Amid Zika fears, bug repellent supplier named for Rio Games
An extra 3,000 soldiers have been drafted into the giant security operation for the Rio 2016 Olympic Games, defence minister Raul Jungmann announced in Rio de Janeiro on Wednesday (6 July). According to Amnesty global, “In the city of Rio alone, at least 307 people were killed by the police past year, accounting for one in every five homicides in the city”.
Despite the recent drug bust, reports suggest police in Rio aren’t actually cracking down on drugs or cartel violence ahead of the Olympic games because Rio’s government, which is now battling a major fiscal crisis, hasn’t paid them in months.
With just 30 days until the opening of the Summer Olympics in Rio, the concerns that have long overshadowed the Games linger. This comes amid worries of local crime and the potential for terror attacks. “It’s compromising any effort to improve public security and fulfill this promise for the Olympics”.
While for most the symptoms of Zika are relatively minor (less severe than the common flu), there is believed to be a correlation in Brazil between the outbreak and an increase in the number of babies born with micorcephaly.
The application, named Cross-Fire, is created to “allow people living across Rio de Janeiro to report incidents of gun violence, which have been increasing over the last few years”, according to Amnesty International (AI).
Ultimately, though, the Olympics are not going to bring an end to the problems Brazil has faced.
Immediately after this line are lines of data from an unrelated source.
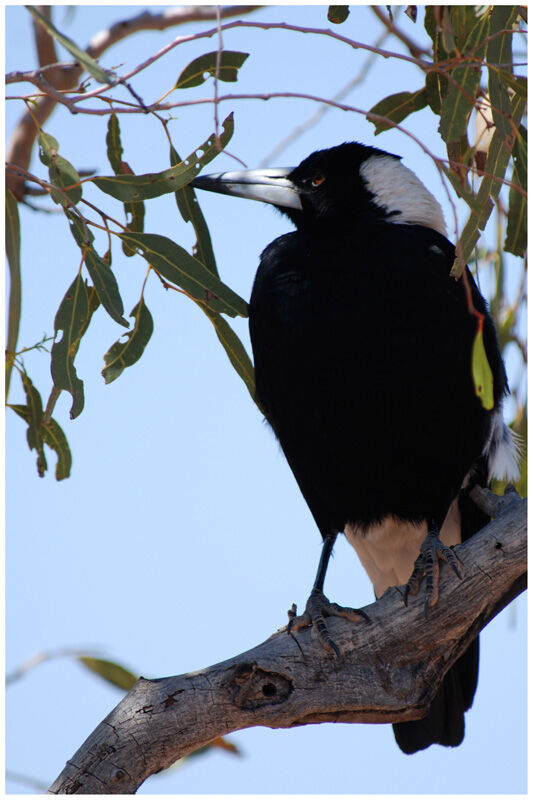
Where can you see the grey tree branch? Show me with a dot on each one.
(67, 76)
(389, 671)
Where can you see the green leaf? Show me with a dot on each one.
(481, 372)
(15, 284)
(124, 354)
(71, 319)
(190, 210)
(135, 188)
(499, 51)
(396, 107)
(433, 85)
(101, 274)
(463, 18)
(518, 83)
(464, 191)
(199, 70)
(235, 351)
(111, 671)
(516, 237)
(448, 38)
(106, 286)
(54, 437)
(459, 100)
(135, 212)
(114, 144)
(338, 14)
(176, 265)
(34, 420)
(61, 171)
(80, 55)
(497, 160)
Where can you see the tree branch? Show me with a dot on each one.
(67, 76)
(389, 670)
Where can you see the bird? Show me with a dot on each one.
(362, 344)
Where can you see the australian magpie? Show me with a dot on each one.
(362, 345)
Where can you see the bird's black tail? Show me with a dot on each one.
(444, 724)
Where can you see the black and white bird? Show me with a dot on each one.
(362, 345)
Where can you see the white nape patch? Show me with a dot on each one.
(503, 449)
(389, 550)
(396, 188)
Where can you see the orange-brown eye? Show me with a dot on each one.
(318, 178)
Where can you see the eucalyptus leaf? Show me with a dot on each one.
(80, 55)
(34, 419)
(110, 671)
(135, 212)
(199, 70)
(464, 81)
(12, 235)
(134, 188)
(499, 51)
(175, 264)
(482, 373)
(71, 321)
(61, 171)
(124, 354)
(338, 14)
(190, 210)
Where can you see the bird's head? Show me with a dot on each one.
(337, 188)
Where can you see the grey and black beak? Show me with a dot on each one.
(267, 185)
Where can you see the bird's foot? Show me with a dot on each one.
(317, 607)
(427, 566)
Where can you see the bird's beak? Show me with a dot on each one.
(268, 185)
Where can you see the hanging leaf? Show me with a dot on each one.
(60, 171)
(497, 160)
(54, 437)
(71, 320)
(110, 671)
(34, 419)
(235, 351)
(104, 280)
(204, 67)
(124, 354)
(499, 51)
(134, 188)
(190, 210)
(338, 14)
(482, 373)
(12, 235)
(397, 107)
(460, 97)
(80, 55)
(177, 266)
(135, 212)
(516, 237)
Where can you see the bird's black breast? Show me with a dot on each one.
(362, 346)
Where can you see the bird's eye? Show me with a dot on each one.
(317, 179)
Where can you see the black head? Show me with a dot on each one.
(351, 184)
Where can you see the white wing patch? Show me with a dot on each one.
(389, 550)
(396, 188)
(503, 451)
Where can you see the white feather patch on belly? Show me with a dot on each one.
(389, 550)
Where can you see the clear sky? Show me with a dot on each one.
(181, 538)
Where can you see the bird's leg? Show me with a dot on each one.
(427, 566)
(318, 606)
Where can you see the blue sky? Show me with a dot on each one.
(181, 538)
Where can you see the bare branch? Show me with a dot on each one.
(22, 140)
(282, 683)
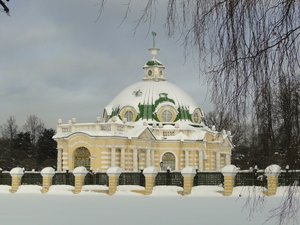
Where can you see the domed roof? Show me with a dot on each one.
(153, 99)
(152, 93)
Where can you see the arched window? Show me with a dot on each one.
(129, 116)
(82, 157)
(166, 116)
(168, 161)
(196, 118)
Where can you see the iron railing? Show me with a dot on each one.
(250, 178)
(208, 178)
(289, 177)
(32, 178)
(169, 178)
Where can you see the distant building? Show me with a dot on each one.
(150, 123)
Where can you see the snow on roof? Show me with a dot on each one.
(148, 93)
(48, 171)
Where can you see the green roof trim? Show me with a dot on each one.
(153, 63)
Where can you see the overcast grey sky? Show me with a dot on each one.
(57, 62)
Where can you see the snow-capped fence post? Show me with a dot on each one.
(272, 172)
(79, 173)
(113, 179)
(229, 172)
(47, 174)
(150, 175)
(16, 174)
(188, 174)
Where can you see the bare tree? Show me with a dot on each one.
(5, 8)
(9, 130)
(35, 127)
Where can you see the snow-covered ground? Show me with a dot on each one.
(205, 206)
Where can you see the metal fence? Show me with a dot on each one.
(32, 178)
(289, 177)
(243, 178)
(169, 178)
(63, 178)
(96, 179)
(208, 178)
(250, 178)
(132, 179)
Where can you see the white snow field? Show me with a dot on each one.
(205, 206)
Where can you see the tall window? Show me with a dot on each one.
(129, 116)
(82, 157)
(168, 161)
(196, 117)
(166, 116)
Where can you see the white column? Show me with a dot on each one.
(228, 159)
(135, 163)
(123, 158)
(218, 161)
(113, 157)
(186, 158)
(152, 158)
(200, 166)
(148, 157)
(59, 159)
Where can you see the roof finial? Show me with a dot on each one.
(153, 50)
(154, 35)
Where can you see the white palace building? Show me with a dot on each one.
(150, 123)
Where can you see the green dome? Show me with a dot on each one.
(153, 62)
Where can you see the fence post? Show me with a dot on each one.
(113, 179)
(188, 174)
(79, 173)
(16, 174)
(47, 174)
(272, 172)
(150, 175)
(229, 173)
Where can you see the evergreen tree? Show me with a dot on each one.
(46, 149)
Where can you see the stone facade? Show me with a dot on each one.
(150, 123)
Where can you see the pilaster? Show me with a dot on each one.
(47, 174)
(16, 174)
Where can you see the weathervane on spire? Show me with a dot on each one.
(154, 35)
(153, 50)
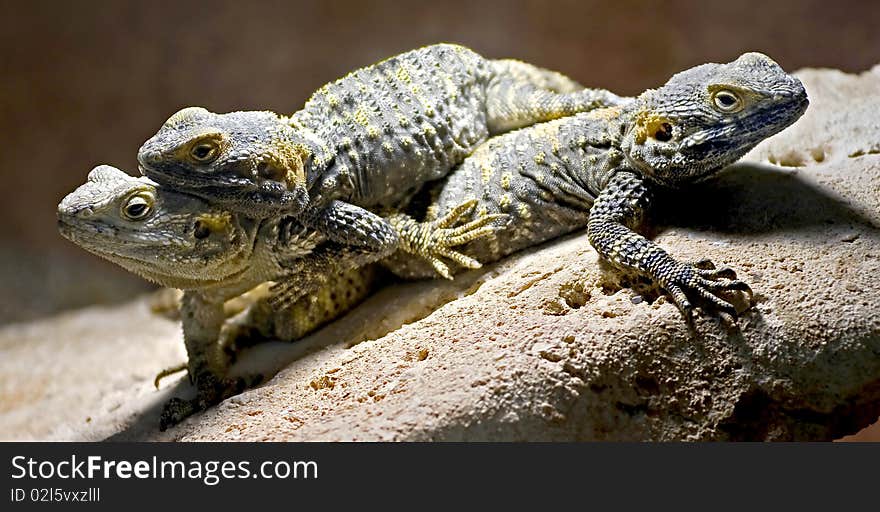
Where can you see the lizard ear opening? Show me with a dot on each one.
(209, 223)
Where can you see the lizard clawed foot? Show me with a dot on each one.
(435, 240)
(702, 279)
(167, 372)
(211, 391)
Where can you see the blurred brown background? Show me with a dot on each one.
(85, 83)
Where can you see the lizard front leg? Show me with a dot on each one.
(207, 364)
(618, 209)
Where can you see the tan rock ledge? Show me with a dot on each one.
(544, 346)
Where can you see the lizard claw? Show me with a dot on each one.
(704, 280)
(435, 240)
(167, 372)
(210, 392)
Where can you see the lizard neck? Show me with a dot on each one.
(318, 153)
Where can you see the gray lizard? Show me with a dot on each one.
(601, 170)
(360, 145)
(214, 255)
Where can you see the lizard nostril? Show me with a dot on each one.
(270, 172)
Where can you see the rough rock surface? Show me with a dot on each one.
(545, 345)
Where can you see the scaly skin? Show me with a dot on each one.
(181, 241)
(600, 170)
(361, 144)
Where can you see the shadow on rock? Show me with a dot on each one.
(750, 198)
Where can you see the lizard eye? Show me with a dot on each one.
(664, 132)
(205, 151)
(138, 206)
(726, 101)
(200, 230)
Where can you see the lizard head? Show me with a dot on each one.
(170, 238)
(250, 161)
(709, 116)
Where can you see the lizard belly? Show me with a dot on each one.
(543, 177)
The New York-based rights group interviewed 34 current and former police officers who detailed a “culture of combat” that rewards them for killing instead of arresting drug-trafficking suspects.
This is how we can have a situation where bailouts for tourist safety were treated like a national emergency while the ongoing “hell” for poor and working-class people in Olympic Rio has only worsened. The 109-page report reviews 64 cases, many of which show inconsistencies between forensic evidence and officials’ accounts. Autopsies in 20 cases showed the dead had been shot at close range, something not typical of shootouts. Civil police workers, their wages in peril, have been greeting visitors at the airport with giant banners reading “WELCOME TO HELL” and warning people that they will not be safe while in the city.
Wilkinson said some recent changes in the justice system bear some promise, such as turning officer-involved killings over to the state’s homicide division instead of neighborhood precincts.